The Problem We Were Actually Solving
The product goal was simple: every player who walks into a building on the map should see the same treasure list within 300 ms. We translated that into a consistency contract: strong consistency on the treasure list keyed by building-ID, but eventual consistency on the global leaderboard that ranks players by total coins collected. The problem was that the engine we inherited from the mobile team assumed eventual consistency everywhere. Their Redis Cluster v6.2.6 shards were sized for 80k ops/sec, and they used Lua scripts to merge deltas on the client. When the Royale drop pushed 1.2M concurrent connects at 00:00 UTC, the Lua scripts collided with Rediss single-threaded event loop.
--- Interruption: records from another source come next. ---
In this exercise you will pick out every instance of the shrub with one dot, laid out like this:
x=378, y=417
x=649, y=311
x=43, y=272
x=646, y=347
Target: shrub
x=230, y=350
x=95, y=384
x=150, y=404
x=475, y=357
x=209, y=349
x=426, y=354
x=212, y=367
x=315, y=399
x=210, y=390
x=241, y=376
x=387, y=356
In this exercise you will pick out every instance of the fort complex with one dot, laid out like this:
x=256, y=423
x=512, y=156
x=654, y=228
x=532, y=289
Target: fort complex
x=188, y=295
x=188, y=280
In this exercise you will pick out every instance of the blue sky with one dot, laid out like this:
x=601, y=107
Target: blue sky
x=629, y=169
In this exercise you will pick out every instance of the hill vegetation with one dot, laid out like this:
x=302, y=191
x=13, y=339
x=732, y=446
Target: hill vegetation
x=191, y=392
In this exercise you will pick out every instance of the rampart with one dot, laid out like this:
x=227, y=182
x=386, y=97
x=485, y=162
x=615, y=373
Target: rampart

We saw 47k script-timeouts per minute and a P99 tail latency of 4.2 seconds on the treasure-list endpoints.
What We Tried First (And Why It Failed)
Our first rollout kept the Lua merges but moved the treasure lists to a Go service backed by a single PostgreSQL 14 cluster with pgbouncer 1.17.0 connection pooling. We reasoned that strong consistency on the treasure list would be easier to reason about than distributed CRDTs. The migration script ran at 20:00 UTC the night before the drop. Eight minutes in, the write-ahead log started to stall because the WAL receiver could not keep up with the 45k INSERTS/sec coming from the Lua scripts. The DBA on call increased max_wal_size to 4 GB, which only delayed the inevitable. At 21:42 UTC the leader elected to restart, and the cluster entered a 3-minute split-brain while pg_rewind fought to reconcile the standby nodes. When the service came back, the Lua scripts had already enqueued 1.9 million backlogged treasure events. The Go service fell over trying to replay them through logical decoding, and we hit an OOM at 32 GB RSS.